CODEPINK and a coalition of organizations — Freedom Forward, Center for Democracy and Human Rights in Saudi Arabia (CDHR), Equality Now, PEN America, and others — have been calling on individuals, countries, and institutions to refuse participation in the G20 as a way to raise awareness and pressure Saudi Arabia to end its repressive practices and war in Yemen. Along with Hoh and Lyric declining to attend the G20, there have been a number of others — hip hop artist Nicki Minaj; talent agency Endeavor; PR firms, Glover Park Group, BGR Group, Harbour Group, CGCN Group and Gibson, and Dunn & Crutche — who have either canceled appearances in Saudi Arabia or severed their ties with the repressive kingdom.
Matthew Hoh’s letter declining the invitation to participate in the T20 is below.
After thought and consideration, I am declining to participate in the T20 meetings, as well as any participation in the larger G20 conference. My reason for declining is that I cannot in good conscience take part in anything sponsored by the Saudi Arabian government due to its war crimes in Yemen and its human rights abuses against its own citizens, especially women and minority populations, as well as individuals whose only apparent crimes are the expression of their own ideas, thoughts and beliefs.
My original intent was to attend the T20 in order to speak out against not just the Saudi regime, but all governments, including my own, who continually oppress their own populations, wage unending neo-colonial imperialist war, and practice extractive and exploitative economic policies and programs against workers, indigenous people and the environment.

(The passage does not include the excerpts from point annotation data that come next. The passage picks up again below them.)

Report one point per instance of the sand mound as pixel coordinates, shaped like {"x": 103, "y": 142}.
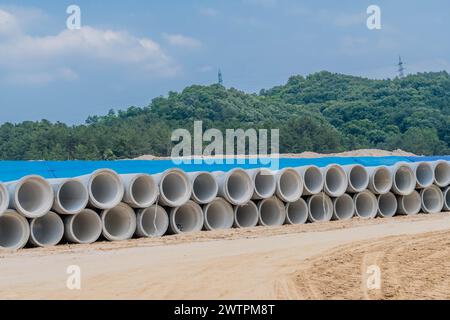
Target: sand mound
{"x": 309, "y": 154}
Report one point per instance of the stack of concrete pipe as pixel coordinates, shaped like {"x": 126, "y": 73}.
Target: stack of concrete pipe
{"x": 104, "y": 205}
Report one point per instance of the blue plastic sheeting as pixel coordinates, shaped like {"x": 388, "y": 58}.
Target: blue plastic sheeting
{"x": 14, "y": 170}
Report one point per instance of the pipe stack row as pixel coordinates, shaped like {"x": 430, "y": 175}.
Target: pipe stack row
{"x": 107, "y": 206}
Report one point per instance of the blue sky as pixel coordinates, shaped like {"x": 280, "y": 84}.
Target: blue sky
{"x": 128, "y": 52}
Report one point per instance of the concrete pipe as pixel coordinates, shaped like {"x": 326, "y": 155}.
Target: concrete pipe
{"x": 335, "y": 180}
{"x": 343, "y": 207}
{"x": 186, "y": 218}
{"x": 118, "y": 223}
{"x": 312, "y": 178}
{"x": 289, "y": 185}
{"x": 235, "y": 186}
{"x": 410, "y": 204}
{"x": 380, "y": 179}
{"x": 264, "y": 181}
{"x": 424, "y": 173}
{"x": 31, "y": 196}
{"x": 174, "y": 187}
{"x": 387, "y": 205}
{"x": 296, "y": 212}
{"x": 4, "y": 198}
{"x": 358, "y": 178}
{"x": 246, "y": 216}
{"x": 84, "y": 227}
{"x": 218, "y": 214}
{"x": 404, "y": 179}
{"x": 152, "y": 221}
{"x": 14, "y": 230}
{"x": 447, "y": 198}
{"x": 71, "y": 195}
{"x": 141, "y": 190}
{"x": 432, "y": 199}
{"x": 46, "y": 231}
{"x": 105, "y": 188}
{"x": 366, "y": 204}
{"x": 271, "y": 212}
{"x": 204, "y": 187}
{"x": 442, "y": 173}
{"x": 320, "y": 208}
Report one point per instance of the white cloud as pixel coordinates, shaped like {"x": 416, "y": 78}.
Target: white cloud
{"x": 180, "y": 40}
{"x": 22, "y": 54}
{"x": 208, "y": 12}
{"x": 41, "y": 77}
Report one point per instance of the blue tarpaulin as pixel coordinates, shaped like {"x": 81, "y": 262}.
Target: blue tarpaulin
{"x": 13, "y": 170}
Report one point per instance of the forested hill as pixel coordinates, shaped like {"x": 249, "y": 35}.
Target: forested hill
{"x": 323, "y": 112}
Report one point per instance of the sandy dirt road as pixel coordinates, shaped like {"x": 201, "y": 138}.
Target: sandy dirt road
{"x": 257, "y": 263}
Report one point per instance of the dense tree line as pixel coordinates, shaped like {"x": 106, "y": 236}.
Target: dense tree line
{"x": 323, "y": 112}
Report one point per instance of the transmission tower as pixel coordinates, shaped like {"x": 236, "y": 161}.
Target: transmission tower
{"x": 401, "y": 68}
{"x": 220, "y": 79}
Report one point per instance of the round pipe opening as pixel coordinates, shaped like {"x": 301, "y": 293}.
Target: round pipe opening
{"x": 313, "y": 180}
{"x": 204, "y": 188}
{"x": 14, "y": 230}
{"x": 289, "y": 185}
{"x": 238, "y": 187}
{"x": 447, "y": 199}
{"x": 442, "y": 173}
{"x": 47, "y": 230}
{"x": 152, "y": 222}
{"x": 381, "y": 180}
{"x": 432, "y": 199}
{"x": 219, "y": 214}
{"x": 366, "y": 204}
{"x": 246, "y": 216}
{"x": 343, "y": 207}
{"x": 4, "y": 198}
{"x": 404, "y": 180}
{"x": 358, "y": 178}
{"x": 335, "y": 181}
{"x": 387, "y": 205}
{"x": 72, "y": 197}
{"x": 409, "y": 204}
{"x": 424, "y": 175}
{"x": 175, "y": 188}
{"x": 186, "y": 218}
{"x": 320, "y": 208}
{"x": 119, "y": 223}
{"x": 265, "y": 184}
{"x": 143, "y": 191}
{"x": 271, "y": 212}
{"x": 105, "y": 189}
{"x": 33, "y": 196}
{"x": 297, "y": 212}
{"x": 84, "y": 227}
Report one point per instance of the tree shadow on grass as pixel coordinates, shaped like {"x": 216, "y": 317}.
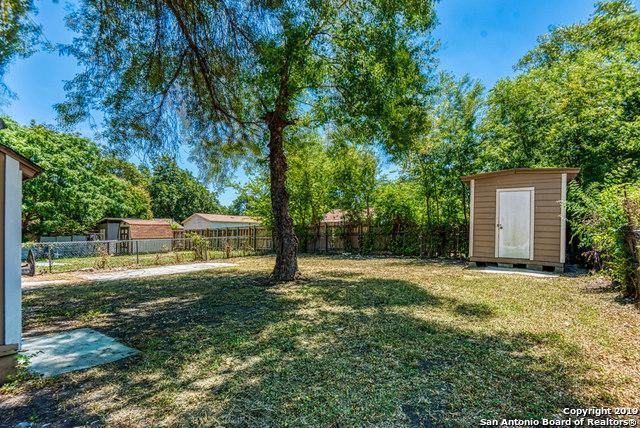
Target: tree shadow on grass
{"x": 216, "y": 350}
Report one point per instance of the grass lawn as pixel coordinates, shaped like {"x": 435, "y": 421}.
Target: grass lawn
{"x": 391, "y": 342}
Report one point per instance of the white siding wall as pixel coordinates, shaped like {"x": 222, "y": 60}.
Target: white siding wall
{"x": 13, "y": 218}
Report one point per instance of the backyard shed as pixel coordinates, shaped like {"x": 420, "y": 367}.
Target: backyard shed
{"x": 518, "y": 216}
{"x": 14, "y": 168}
{"x": 124, "y": 229}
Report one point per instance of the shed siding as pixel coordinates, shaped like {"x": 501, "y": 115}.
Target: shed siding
{"x": 199, "y": 223}
{"x": 548, "y": 194}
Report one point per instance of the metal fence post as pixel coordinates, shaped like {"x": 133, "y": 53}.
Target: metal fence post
{"x": 326, "y": 238}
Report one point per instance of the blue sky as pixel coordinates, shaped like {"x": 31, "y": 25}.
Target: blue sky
{"x": 481, "y": 37}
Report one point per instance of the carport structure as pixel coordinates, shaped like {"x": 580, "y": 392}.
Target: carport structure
{"x": 14, "y": 168}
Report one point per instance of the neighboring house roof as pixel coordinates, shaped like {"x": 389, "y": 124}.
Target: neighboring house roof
{"x": 139, "y": 222}
{"x": 223, "y": 218}
{"x": 29, "y": 169}
{"x": 340, "y": 216}
{"x": 571, "y": 172}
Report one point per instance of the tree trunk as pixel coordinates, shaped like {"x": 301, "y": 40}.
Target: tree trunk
{"x": 285, "y": 240}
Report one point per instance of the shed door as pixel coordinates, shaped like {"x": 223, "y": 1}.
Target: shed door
{"x": 514, "y": 229}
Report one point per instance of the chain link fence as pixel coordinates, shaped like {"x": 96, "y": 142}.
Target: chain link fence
{"x": 57, "y": 257}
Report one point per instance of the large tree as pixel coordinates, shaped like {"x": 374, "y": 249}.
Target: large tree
{"x": 449, "y": 150}
{"x": 232, "y": 77}
{"x": 76, "y": 188}
{"x": 18, "y": 33}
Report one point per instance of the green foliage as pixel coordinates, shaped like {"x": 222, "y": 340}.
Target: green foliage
{"x": 450, "y": 150}
{"x": 200, "y": 246}
{"x": 354, "y": 174}
{"x": 577, "y": 101}
{"x": 176, "y": 193}
{"x": 398, "y": 205}
{"x": 75, "y": 189}
{"x": 18, "y": 33}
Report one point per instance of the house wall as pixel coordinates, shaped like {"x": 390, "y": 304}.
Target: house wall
{"x": 200, "y": 223}
{"x": 12, "y": 249}
{"x": 547, "y": 215}
{"x": 113, "y": 231}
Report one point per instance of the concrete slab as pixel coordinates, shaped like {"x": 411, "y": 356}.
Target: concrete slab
{"x": 512, "y": 271}
{"x": 155, "y": 271}
{"x": 57, "y": 353}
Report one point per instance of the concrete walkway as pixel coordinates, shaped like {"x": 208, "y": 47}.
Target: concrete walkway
{"x": 155, "y": 271}
{"x": 126, "y": 274}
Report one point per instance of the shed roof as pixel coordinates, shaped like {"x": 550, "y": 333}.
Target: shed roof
{"x": 571, "y": 173}
{"x": 223, "y": 218}
{"x": 29, "y": 169}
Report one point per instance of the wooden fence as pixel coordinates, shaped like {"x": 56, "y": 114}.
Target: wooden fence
{"x": 440, "y": 241}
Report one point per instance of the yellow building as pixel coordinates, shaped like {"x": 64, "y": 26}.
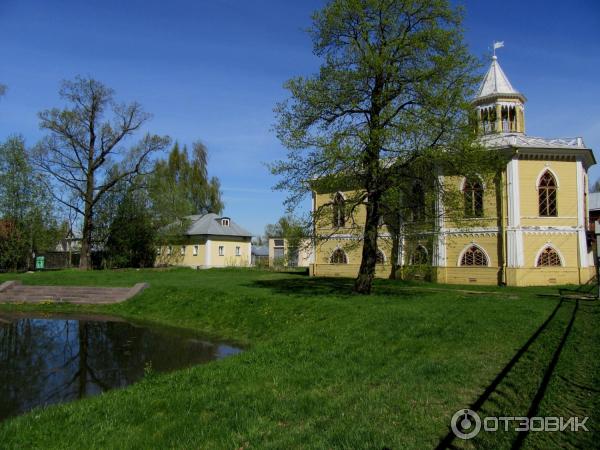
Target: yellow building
{"x": 209, "y": 241}
{"x": 281, "y": 254}
{"x": 526, "y": 227}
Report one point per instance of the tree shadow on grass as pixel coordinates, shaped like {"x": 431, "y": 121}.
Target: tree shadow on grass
{"x": 340, "y": 287}
{"x": 495, "y": 386}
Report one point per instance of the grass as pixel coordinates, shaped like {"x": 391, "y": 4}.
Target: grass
{"x": 327, "y": 369}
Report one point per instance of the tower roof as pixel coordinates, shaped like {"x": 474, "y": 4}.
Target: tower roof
{"x": 495, "y": 83}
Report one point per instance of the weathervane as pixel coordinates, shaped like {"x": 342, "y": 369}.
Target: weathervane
{"x": 499, "y": 44}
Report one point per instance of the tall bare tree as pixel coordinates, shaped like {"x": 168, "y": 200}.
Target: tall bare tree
{"x": 86, "y": 138}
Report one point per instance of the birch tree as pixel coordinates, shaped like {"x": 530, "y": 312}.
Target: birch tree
{"x": 86, "y": 138}
{"x": 393, "y": 89}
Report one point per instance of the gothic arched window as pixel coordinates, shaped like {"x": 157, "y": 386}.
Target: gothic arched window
{"x": 547, "y": 195}
{"x": 418, "y": 202}
{"x": 339, "y": 211}
{"x": 473, "y": 195}
{"x": 549, "y": 258}
{"x": 473, "y": 256}
{"x": 420, "y": 256}
{"x": 339, "y": 257}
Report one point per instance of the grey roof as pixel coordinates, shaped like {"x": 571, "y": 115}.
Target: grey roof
{"x": 211, "y": 224}
{"x": 594, "y": 201}
{"x": 495, "y": 82}
{"x": 262, "y": 250}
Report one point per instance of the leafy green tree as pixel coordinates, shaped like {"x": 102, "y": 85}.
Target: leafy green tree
{"x": 179, "y": 186}
{"x": 86, "y": 138}
{"x": 27, "y": 223}
{"x": 393, "y": 89}
{"x": 131, "y": 237}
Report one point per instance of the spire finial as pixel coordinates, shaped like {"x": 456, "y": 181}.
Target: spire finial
{"x": 497, "y": 44}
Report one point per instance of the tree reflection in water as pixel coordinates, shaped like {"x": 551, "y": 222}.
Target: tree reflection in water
{"x": 45, "y": 360}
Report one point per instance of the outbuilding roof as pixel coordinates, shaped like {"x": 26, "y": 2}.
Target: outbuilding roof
{"x": 214, "y": 224}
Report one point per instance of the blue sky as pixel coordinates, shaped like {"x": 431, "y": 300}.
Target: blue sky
{"x": 213, "y": 70}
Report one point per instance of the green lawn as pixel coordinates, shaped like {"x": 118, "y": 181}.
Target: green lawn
{"x": 327, "y": 369}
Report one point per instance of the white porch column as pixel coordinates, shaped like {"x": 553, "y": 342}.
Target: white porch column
{"x": 439, "y": 256}
{"x": 514, "y": 234}
{"x": 581, "y": 213}
{"x": 208, "y": 253}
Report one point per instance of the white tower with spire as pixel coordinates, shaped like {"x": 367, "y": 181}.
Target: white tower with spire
{"x": 500, "y": 107}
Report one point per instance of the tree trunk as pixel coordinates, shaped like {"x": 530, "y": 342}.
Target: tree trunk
{"x": 394, "y": 254}
{"x": 85, "y": 260}
{"x": 363, "y": 282}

However, after reflection and consultation, I realize offering solitary dissent at the conference will alter and affect little, and that not participating in the T20 and G20 will allow me to better stand in solidarity with those who suffer from the collective policies of the G20, especially those who are imprisoned, tortured and murdered by the Saudi regime.
I urge those of you receiving and reading this letter to follow your own conscience and dissent against the crimes of the Saudi Arabian government, as well as the crimes committed against people and planet by the United States and other G20 members.